In the first part of WITH clause we are opening JSON array, returning a table of product reviews and appending new product review row using parameters supplied to the stored procedure. Then, we are updating original product row and put new reviews formatted as JSON into Reviews column.

This is not efficient as a separate table, but this is another trade-off you need to consider. If related information are read-only (e.g. items of the sales order that is closed, name/surname or some person, names of towns, countries, continents that will unlikely be changed) you will probably not update this column.

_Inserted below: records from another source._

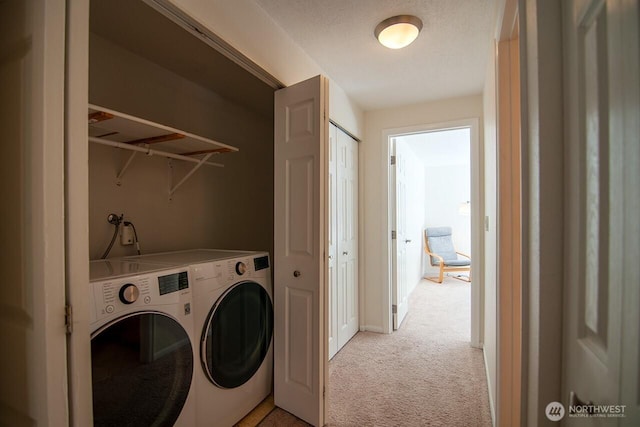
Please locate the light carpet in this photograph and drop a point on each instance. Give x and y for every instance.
(424, 374)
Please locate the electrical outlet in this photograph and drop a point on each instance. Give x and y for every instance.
(126, 235)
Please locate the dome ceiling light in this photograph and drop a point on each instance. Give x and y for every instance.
(398, 31)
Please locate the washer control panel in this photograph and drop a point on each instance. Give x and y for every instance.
(116, 296)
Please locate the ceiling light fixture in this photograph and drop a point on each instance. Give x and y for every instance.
(398, 31)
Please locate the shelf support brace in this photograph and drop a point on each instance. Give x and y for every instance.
(188, 175)
(124, 168)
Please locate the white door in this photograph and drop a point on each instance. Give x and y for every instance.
(33, 390)
(333, 244)
(347, 238)
(601, 296)
(300, 279)
(400, 295)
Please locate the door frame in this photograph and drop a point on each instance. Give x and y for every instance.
(477, 236)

Also, if related rows are not frequently changed opening JSON and formatting it again might not be big performance impact. However, if you have product reviews that are frequently changed then you should use separate table. 

Summary

Although SQL Server is relational database you don’t need to use strict relational theory in your database design. With new JSON support that is coming in SQL Server 2016 and Azure SQL Database you can choose when to follow strict concepts of relational schema design, and when to format objects as in the NoSQL systems. SQL Server gives you flexibility to choose the best format for your applications and enables you to easily transform table data into JSON documents and JSON documents to table structure.